O lixo e a sociedade de consumo no Brasil

Enviada em 19/09/2019

Na animação estadunidense “Wall-E”, a trama se passa num cenário cujo o modo desregrado de viver da humanidade reproduziu uma imensa quantidade de lixo que inviabilizou a vida humana na Terra. Mesmo sendo um ficção, mostra uma realidade preocupante no Brasil: o consumo exagerado de produtos e matéria-prima pela população e seu descarte irresponsável gera grandes impactos e riscos para a Vida. Sob tal ótica, esse cenário mostra a falta de políticas públicas para a coleta consciente de lixo, e também, para inibir o uso exagerado de recursos naturais.

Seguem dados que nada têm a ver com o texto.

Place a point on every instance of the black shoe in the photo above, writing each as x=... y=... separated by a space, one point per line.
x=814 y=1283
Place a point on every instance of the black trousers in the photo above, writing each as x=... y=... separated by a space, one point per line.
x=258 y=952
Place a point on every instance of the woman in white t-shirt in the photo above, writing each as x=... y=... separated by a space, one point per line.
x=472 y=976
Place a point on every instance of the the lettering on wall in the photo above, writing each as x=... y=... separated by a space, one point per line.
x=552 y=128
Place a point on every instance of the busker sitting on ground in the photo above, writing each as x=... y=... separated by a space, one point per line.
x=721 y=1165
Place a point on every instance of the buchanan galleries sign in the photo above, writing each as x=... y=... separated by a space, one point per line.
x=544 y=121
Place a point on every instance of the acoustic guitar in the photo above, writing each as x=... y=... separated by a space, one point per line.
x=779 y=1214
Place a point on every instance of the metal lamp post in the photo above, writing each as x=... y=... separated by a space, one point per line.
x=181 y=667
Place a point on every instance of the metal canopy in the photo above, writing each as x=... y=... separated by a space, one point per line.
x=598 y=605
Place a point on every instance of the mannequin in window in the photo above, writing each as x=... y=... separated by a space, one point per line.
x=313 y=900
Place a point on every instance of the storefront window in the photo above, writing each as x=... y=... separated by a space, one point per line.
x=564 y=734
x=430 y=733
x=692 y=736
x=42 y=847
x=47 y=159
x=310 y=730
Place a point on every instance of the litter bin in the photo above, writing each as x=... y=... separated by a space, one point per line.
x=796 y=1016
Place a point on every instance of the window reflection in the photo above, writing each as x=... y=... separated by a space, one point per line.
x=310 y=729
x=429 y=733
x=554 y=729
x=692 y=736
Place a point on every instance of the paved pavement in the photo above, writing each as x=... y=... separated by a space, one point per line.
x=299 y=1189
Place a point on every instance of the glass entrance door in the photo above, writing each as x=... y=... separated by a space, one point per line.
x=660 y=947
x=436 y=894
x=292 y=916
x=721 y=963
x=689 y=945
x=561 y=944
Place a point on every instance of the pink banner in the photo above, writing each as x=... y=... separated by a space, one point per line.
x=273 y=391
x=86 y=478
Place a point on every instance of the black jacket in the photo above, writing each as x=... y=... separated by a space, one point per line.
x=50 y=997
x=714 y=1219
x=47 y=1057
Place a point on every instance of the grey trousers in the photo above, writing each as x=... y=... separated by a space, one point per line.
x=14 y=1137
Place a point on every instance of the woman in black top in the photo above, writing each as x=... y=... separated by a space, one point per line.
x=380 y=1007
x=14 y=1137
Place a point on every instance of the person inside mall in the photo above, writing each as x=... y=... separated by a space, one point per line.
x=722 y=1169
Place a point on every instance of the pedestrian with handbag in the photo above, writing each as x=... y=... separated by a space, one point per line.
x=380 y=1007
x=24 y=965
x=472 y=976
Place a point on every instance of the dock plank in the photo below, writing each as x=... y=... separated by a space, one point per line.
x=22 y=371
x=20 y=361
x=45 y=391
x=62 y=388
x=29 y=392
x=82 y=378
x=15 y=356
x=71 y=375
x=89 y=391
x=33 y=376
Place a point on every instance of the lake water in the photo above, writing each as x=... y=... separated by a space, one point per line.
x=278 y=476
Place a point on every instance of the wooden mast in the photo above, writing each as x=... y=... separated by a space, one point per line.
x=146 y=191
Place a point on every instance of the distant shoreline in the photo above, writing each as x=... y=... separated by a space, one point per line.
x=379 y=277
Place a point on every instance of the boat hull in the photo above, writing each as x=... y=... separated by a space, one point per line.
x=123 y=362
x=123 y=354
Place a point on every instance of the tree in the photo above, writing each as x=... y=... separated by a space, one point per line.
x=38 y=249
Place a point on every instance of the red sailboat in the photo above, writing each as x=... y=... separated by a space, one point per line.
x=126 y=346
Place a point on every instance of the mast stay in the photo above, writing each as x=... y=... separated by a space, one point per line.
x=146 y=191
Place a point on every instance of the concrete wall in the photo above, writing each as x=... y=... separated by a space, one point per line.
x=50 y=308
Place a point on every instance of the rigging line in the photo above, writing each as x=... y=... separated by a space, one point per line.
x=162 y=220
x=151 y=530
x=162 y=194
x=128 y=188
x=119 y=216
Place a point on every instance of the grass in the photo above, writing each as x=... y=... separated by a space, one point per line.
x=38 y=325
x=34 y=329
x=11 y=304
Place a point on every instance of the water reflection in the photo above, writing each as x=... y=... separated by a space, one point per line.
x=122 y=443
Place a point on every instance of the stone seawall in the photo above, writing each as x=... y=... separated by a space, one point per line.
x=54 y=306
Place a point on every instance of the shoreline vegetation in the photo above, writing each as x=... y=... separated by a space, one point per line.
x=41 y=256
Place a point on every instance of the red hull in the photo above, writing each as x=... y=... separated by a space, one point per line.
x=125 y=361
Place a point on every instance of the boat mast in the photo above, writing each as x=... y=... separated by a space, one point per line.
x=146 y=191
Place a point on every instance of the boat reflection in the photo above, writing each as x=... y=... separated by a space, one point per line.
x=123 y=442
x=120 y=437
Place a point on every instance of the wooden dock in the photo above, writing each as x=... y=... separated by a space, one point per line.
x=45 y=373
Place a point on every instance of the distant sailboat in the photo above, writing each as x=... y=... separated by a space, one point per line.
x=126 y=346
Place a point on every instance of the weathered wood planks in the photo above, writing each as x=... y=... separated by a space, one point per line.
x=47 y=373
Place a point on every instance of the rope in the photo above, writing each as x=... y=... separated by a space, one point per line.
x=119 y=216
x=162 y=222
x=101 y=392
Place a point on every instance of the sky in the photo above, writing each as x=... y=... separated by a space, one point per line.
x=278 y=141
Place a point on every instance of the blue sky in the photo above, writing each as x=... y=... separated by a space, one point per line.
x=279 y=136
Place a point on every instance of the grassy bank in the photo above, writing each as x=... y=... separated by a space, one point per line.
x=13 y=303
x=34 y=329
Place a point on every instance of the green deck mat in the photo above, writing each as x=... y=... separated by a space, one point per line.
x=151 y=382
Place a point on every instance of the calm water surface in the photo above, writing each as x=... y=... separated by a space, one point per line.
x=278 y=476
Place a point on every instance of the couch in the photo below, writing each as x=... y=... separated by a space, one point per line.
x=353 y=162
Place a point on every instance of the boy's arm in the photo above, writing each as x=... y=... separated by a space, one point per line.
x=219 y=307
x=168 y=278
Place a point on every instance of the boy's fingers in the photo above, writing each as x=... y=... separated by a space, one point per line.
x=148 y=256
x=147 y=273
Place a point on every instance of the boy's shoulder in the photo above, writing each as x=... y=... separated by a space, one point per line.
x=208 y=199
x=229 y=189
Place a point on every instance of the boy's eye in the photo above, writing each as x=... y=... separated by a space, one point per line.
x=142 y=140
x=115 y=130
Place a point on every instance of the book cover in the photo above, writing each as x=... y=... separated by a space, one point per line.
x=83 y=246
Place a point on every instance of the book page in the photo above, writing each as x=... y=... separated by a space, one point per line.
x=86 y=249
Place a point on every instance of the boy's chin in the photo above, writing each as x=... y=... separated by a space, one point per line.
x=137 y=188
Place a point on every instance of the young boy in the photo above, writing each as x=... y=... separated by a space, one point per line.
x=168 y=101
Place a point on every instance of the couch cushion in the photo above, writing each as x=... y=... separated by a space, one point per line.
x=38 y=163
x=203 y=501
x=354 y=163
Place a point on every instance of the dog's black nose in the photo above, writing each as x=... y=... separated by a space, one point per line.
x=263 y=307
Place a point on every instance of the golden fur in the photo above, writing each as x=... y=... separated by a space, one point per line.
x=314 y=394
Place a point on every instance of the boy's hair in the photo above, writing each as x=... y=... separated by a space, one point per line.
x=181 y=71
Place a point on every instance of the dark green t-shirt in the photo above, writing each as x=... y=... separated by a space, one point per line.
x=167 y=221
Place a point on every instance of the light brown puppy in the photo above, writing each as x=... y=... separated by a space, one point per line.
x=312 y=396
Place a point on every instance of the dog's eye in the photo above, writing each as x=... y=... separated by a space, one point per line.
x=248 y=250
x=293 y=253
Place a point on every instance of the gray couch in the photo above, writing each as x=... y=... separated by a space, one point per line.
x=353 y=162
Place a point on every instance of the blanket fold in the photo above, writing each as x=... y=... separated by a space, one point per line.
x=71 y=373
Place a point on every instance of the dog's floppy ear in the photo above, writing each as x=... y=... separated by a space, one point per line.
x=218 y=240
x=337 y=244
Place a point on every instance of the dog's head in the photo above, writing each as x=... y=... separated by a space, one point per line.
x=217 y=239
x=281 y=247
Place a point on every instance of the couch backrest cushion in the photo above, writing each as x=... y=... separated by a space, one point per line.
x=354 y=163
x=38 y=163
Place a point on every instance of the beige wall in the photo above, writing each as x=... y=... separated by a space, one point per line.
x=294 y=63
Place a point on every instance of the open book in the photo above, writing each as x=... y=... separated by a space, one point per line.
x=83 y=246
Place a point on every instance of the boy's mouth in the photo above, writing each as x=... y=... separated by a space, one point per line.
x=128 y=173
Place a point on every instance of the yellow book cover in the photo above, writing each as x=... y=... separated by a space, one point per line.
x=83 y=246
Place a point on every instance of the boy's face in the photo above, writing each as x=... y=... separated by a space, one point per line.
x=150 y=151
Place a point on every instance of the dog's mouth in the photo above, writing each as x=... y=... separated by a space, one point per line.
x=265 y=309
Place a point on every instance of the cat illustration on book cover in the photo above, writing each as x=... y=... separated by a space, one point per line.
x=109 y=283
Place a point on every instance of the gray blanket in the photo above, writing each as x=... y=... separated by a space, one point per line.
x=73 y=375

A priori, o acúmulo de lixo nas ruas reproduz grandes impactos na saúde pública. O aumento das embalagens feitas para serem descartadas após o uso e a falta de acesso a coleta regular de lixo, gera uma grande quantidade de resíduos que atrai vetores de doenças como ratos e mosquitos, bem como estes também entopem os sistemas de escoamento de esgoto causando enchentes. Acerca disso, é pertinente trazer a 3° lei de um dos maiores físicos que já existiu, Isaac Newton, que diz toda ação gera uma reação de mesma intensidade. Desse modo, essa problemática se dá pela falta de fiscalização e intervenção dos órgãos responsáveis pela limpeza urbana e os maus hábitos do corpo social, um problema que necessita urgentemente de soluções.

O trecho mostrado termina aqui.